From the original play by Noel Coward via the 1946 film by David Lean to the musical stage adaptation by Emma Rice and now this version of it in the round directed by Paul Robinson, the story becomes more engaging with every new incarnation.
Housewife Laura and GP Alec – both respectable, married, with children – meet by chance in a train station canteen. With a few slow-motion gestures of connection, something unusual and unexpected is sown between them and over a series of brief encounters they fall in love.
With minimal conversation, mostly in a public space, this is achieved utterly convincingly by lead actors Anne-Marie Piazza and Pete Ashmore. It’s sheer delight to witness. But our enchantment is tempered, like theirs, by the knowledge that the course of this love cannot carry us away like the express trains that periodically whoosh by in a cloud of smoke making the crockery rattle.
“Do you feel guilty? Laura asks Alec. “As if we’re letting something happen that we shouldn’t?” And when it is almost too late, “We are neither of us free to love each other.” The moral challenge they face is as ordinary today as has ever been, but it is played out exquisitely. Short scenes – over lunch in a hotel restaurant, at a cinema matinee, in a hired row boat – stretch ever closer to breaking point.

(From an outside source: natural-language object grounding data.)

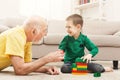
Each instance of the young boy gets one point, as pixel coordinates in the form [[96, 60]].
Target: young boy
[[15, 48], [74, 44]]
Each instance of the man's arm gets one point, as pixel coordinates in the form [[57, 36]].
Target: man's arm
[[22, 68]]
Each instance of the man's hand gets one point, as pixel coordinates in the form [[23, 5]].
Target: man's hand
[[54, 56], [53, 70], [87, 57]]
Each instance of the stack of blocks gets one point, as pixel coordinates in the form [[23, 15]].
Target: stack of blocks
[[79, 67]]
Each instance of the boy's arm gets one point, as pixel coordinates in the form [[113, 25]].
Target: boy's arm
[[91, 46], [63, 43]]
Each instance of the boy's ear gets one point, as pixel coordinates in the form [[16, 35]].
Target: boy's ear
[[78, 26]]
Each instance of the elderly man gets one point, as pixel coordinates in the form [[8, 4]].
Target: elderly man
[[15, 48]]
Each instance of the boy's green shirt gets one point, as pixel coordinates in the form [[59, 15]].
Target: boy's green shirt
[[74, 48]]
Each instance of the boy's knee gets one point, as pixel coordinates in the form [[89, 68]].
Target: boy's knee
[[93, 67], [66, 69]]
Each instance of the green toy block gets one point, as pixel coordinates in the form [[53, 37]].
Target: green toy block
[[74, 65], [79, 60], [97, 74]]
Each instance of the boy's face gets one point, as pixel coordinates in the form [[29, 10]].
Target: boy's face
[[71, 29]]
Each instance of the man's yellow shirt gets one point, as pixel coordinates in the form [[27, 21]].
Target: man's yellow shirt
[[13, 42]]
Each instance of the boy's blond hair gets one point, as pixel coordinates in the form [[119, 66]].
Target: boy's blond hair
[[76, 19]]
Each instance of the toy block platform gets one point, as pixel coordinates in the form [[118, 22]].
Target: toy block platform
[[79, 67]]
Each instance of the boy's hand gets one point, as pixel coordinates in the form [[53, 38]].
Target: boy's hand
[[53, 70], [87, 57]]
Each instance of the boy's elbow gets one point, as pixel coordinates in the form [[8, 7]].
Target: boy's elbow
[[20, 72]]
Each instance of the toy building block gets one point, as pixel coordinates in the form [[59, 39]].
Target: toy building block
[[97, 74], [79, 67]]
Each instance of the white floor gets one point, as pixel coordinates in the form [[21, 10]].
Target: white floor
[[8, 74]]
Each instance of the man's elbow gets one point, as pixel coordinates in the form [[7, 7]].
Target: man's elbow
[[20, 72]]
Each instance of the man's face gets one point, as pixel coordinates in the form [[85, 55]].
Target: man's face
[[71, 28], [41, 32]]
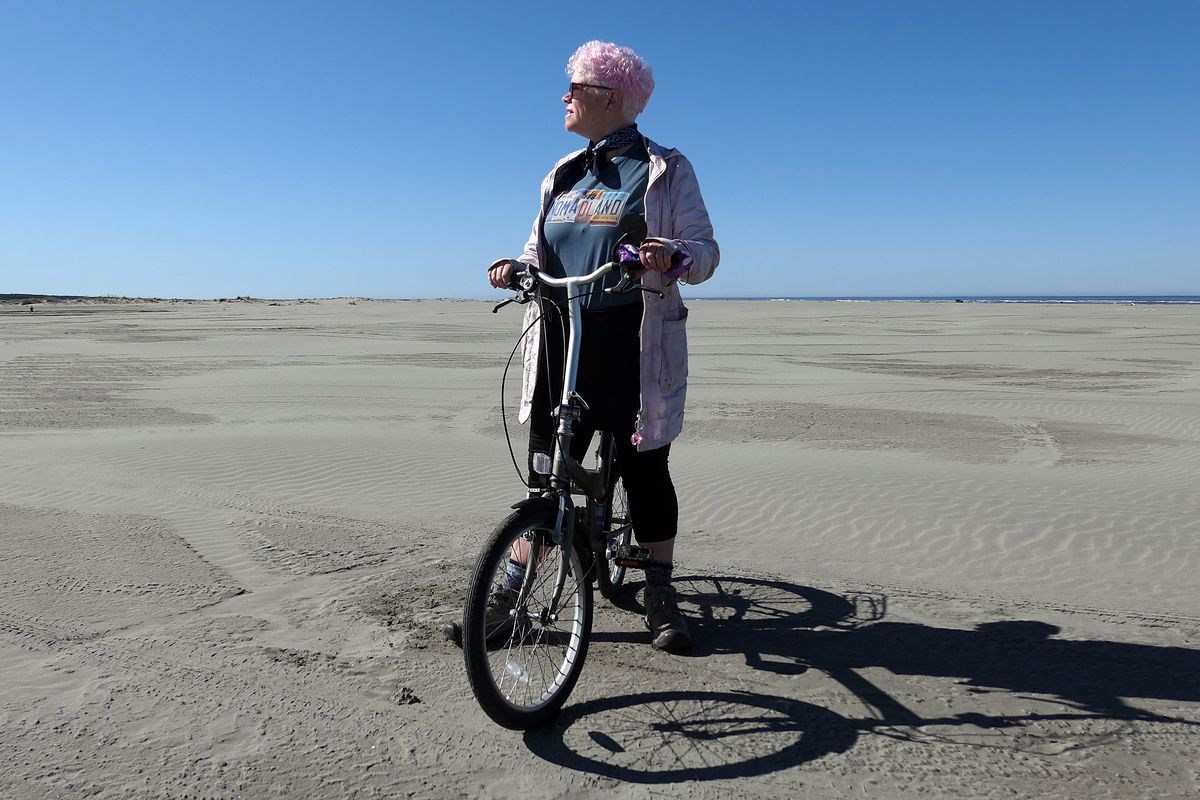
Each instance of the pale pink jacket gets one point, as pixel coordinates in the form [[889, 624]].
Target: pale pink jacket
[[675, 212]]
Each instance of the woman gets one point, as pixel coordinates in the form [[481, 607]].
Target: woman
[[634, 356]]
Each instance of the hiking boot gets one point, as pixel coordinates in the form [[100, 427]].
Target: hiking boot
[[497, 618], [669, 629]]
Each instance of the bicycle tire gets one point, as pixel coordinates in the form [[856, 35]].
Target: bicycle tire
[[619, 528], [523, 671]]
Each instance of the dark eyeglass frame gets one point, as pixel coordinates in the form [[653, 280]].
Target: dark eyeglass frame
[[586, 85]]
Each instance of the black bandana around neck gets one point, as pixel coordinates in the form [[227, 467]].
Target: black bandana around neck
[[592, 157]]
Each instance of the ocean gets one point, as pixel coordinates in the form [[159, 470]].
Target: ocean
[[1135, 300]]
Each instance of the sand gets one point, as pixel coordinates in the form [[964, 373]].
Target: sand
[[929, 549]]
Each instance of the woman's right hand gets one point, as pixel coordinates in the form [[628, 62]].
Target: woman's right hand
[[501, 272]]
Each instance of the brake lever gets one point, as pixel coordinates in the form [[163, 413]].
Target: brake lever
[[521, 299]]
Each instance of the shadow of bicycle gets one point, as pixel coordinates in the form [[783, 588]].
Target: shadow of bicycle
[[786, 629], [667, 737]]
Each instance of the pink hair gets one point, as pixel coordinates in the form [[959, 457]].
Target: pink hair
[[611, 65]]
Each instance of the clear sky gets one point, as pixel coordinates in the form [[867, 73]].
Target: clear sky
[[190, 149]]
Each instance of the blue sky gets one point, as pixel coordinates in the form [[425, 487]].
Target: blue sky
[[391, 149]]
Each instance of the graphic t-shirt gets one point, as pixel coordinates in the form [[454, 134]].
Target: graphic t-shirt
[[581, 223]]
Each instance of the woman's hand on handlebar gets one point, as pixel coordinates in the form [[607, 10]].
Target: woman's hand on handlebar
[[501, 274], [655, 256]]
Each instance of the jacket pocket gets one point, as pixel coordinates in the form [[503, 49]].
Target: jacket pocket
[[673, 371]]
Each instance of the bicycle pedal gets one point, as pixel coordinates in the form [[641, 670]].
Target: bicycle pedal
[[634, 557]]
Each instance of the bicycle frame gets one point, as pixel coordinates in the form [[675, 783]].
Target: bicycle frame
[[565, 469]]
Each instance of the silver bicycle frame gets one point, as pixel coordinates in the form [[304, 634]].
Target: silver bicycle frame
[[564, 522]]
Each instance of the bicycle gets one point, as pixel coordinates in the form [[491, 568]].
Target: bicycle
[[527, 620]]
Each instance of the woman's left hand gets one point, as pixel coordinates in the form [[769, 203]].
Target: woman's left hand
[[654, 256]]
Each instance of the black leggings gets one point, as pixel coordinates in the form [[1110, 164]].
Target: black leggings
[[609, 382]]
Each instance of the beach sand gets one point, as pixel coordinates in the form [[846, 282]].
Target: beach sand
[[929, 549]]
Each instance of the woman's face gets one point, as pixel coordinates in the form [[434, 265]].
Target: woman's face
[[589, 112]]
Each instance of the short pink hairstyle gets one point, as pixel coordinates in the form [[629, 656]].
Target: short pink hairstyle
[[611, 65]]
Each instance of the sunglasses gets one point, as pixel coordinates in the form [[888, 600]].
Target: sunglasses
[[576, 86]]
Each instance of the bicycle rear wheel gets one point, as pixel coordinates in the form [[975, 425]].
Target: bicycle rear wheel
[[522, 660]]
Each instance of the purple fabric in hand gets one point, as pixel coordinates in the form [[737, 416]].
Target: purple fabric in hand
[[679, 260]]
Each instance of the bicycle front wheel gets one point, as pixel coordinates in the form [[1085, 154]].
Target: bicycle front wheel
[[523, 656]]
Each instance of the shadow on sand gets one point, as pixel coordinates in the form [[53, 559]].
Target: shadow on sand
[[787, 630]]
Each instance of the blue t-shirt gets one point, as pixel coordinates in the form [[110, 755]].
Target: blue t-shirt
[[581, 224]]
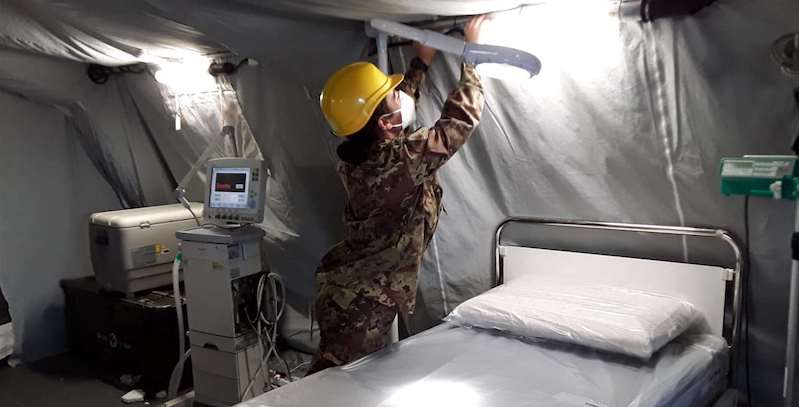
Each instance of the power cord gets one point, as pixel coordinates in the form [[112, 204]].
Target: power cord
[[100, 74], [265, 326], [746, 293]]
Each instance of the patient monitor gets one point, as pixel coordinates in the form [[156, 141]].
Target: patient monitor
[[236, 191]]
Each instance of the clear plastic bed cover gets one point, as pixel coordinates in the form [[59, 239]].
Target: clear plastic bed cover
[[450, 366]]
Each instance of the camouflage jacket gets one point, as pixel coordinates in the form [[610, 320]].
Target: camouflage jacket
[[393, 201]]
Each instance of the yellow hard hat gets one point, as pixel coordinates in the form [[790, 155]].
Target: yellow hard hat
[[352, 94]]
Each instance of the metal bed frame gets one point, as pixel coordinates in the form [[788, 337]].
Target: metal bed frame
[[731, 329]]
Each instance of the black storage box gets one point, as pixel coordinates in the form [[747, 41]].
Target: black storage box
[[133, 337]]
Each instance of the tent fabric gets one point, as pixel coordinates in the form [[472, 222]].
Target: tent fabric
[[626, 122], [50, 189], [111, 133]]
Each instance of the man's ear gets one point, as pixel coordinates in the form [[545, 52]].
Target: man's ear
[[384, 123]]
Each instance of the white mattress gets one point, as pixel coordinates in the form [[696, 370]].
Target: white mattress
[[6, 340], [454, 366]]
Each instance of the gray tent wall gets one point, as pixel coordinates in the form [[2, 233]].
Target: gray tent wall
[[49, 189], [90, 137]]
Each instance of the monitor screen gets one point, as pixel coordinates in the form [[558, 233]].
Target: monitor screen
[[229, 187]]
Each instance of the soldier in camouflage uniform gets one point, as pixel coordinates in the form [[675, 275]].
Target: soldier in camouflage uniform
[[392, 206]]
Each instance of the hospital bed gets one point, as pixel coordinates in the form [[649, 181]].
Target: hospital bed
[[452, 365]]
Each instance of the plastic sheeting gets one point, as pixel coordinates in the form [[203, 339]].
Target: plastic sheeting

The tension that envelops the fledgling relationship of Laura and Alec is counterbalanced by two other relationships. Ticket Inspector Albert flirts cheekily with canteen manager Myrtle, their cheerful dalliance providing much physical humour – never more so than when Albert demonstrates his unbridled passion on a saxophone and Myrtle whips out a trombone to get back at him.
The attraction between young waitress Beryl and snack-seller Stanley is even more innocent. After GP Alec has sensitively removed a painful grit from Laura’s eye, Stanley is asked if he’s got something in his eye and answers, “Only a twinkle every once in a while.”
Coward’s songs enrich the drama throughout. The opening number, ‘Any Little Fish’, is danced with unalloyed joy. ‘Mad About the Boy’, sung by the ensemble as Laura plays it on her gramophone at home, is heart rending. ‘A Room with a View’ almost devastating. But like the story itself, thankfully, only ‘almost’.